Ratings Key



★★★★
= Excellent. The best the genre has to offer.
★★★
1/2 = Very Good. Perhaps not "perfect," but undoubtedly a must-see.
★★★ = Good. Accomplishes what it sets out to do and does it well.
★★1/2 = Fair. Clearly flawed and nothing spectacular, but competently made. OK entertainment.
★★ = Mediocre. Either highly uneven or by-the-numbers and uninspired.
1/2 = Bad. Very little to recommend.
= Very Bad. An absolute chore to sit through.
NO STARS! = Abysmal. Unwatchable dreck that isn't even bad-movie amusing.
SBIG = So Bad It's Good. Technically awful movies with massive entertainment value.

Friday, June 12, 2009

Nutzoids at Cannibal Cove, The (1989)

Directed by:
Louis Ferriol

I've got to hand it some people. They sure know how to title movies to get people to watch them. Who do you know that could pass up a title like this one? Regardless, this 30-minute zero-budget shot-with-a-not-so-great-camcorder spoof will be grueling as hell to sit through for most viewers. It opens with picture credits introducing the cast, along with an episode title card calling it "Let's Roast Little Kathy For Dinner." Sounds promising enough. Door-to-door vacuum cleaner salesman Jim Henderson (Bob Rose) has just arrived home from a long day at work. His three bratty kids; teen cheerleader daughter Betty (Kim French), mullet-sporting teen son Budd (Gerard Maccioli) and younger daughter Kathy (Dana Michele), who is worried about missing communion, immediately start nagging him. Mom Chizelda (Bev Francis) keeps threatening to wash everyone's mouth out with Formula 409 with ammonia. Well, the son's car broke down somewhere along the highway and the family all pile into their car and go looking for it, picking up a prostitute named Bitsy (Meadow Williams) on their way there. After an hour of driving they run across an elderly clairvoyant (Jane De Leeuw) lying in the middle of the road.
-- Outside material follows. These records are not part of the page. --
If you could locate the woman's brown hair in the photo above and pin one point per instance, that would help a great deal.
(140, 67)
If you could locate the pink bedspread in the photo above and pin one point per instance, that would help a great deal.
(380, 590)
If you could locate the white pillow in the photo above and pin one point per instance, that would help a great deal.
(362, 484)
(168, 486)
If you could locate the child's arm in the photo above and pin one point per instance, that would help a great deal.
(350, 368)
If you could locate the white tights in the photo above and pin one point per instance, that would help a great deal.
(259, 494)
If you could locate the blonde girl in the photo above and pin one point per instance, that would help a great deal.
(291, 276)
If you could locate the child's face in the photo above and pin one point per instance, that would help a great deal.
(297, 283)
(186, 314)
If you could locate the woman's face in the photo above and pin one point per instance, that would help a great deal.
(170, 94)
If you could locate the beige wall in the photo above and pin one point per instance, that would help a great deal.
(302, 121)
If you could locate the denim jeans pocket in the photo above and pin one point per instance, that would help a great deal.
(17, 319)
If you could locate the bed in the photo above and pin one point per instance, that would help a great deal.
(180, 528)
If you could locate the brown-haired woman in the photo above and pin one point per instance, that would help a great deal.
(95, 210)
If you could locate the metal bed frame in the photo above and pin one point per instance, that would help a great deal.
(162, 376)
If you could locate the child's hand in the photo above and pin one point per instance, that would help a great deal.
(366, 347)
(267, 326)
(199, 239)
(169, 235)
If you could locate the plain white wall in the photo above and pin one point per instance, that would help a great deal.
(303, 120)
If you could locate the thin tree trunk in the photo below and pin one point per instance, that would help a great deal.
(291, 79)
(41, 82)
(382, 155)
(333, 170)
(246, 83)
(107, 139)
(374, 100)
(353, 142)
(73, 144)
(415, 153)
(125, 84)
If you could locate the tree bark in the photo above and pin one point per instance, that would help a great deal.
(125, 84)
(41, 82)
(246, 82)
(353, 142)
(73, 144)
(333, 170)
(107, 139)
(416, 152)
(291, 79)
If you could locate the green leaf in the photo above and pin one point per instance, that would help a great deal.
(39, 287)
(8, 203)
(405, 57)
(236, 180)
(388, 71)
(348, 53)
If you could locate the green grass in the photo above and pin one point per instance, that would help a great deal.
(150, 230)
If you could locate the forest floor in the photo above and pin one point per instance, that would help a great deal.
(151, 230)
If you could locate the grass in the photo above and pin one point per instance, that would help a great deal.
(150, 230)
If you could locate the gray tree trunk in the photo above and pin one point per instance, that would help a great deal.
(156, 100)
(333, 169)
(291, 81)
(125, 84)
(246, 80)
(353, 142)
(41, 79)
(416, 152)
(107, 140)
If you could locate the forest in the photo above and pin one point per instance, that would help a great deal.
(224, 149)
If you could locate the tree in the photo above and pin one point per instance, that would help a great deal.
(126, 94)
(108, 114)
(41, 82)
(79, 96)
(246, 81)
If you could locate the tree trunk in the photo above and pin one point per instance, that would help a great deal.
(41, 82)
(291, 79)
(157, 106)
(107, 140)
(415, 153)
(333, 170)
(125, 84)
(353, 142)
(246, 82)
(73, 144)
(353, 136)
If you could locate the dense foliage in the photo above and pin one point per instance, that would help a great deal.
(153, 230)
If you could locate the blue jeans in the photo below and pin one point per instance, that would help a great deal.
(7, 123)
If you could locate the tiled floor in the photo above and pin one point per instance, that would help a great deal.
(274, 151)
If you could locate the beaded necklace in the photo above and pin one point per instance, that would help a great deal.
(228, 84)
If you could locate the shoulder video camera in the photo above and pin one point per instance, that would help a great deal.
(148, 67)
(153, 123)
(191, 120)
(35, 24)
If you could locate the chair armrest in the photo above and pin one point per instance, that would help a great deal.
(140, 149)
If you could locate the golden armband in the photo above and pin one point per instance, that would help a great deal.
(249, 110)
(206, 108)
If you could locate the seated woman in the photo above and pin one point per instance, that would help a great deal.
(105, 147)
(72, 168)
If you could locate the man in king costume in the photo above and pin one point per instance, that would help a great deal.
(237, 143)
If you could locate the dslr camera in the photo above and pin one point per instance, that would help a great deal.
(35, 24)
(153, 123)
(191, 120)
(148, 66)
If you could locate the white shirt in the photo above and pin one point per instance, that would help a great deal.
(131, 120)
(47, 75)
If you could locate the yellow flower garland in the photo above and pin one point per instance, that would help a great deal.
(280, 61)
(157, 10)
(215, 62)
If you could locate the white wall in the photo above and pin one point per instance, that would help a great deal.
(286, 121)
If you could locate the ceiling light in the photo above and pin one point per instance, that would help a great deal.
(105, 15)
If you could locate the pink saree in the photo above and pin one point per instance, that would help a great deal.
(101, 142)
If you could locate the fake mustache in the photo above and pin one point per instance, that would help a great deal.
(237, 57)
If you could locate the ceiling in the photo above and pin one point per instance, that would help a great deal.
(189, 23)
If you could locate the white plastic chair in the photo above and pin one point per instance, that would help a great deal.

They exit the car and walk into the woods where they find a sign on the ground warning of "Necromanions;" which are zombies from the dark side who want human blood to drink and human flesh to devour. Everyone gets lost in the woods and end up at a cabin, where they decide to spend the night.

The next morning Betty and Bitsy wake up to find themselves all alone in the cabin. Betty takes a peak outside and sees her parents and brother have been turned into zombies. And poor little Kathy sits in a giant cauldron being slowly cooked while the old psychic lady does the "Cook a Little Girl Polka" (?) dance around her. A hem. Is it real or all a dream? Jokes are made about Jerry's Kids, The Wizard of Oz, greedy nuns and public access TV (where this seems to have come from). The music is familiar theme songs from Father Knows Best, The Twilight Zone, The Munsters, Green Acres, The Andy Griffith Show and Gilligan's Island. It's short. It's stupid. It looks terrible and was mostly filmed in semi darkness. But for the budget range (which is basically nothing), it at least has a few amusing moments and the actors are, surprisingly, not too bad.

This is from the fine folks at Carlson International who also made THE NECROTIC (1978), THE NEW YORK CENTERFOLD MASSACRE (1985) and several other short features released to VHS by the obscure company Vidimax (and now apparently are on DVD through Questar Media).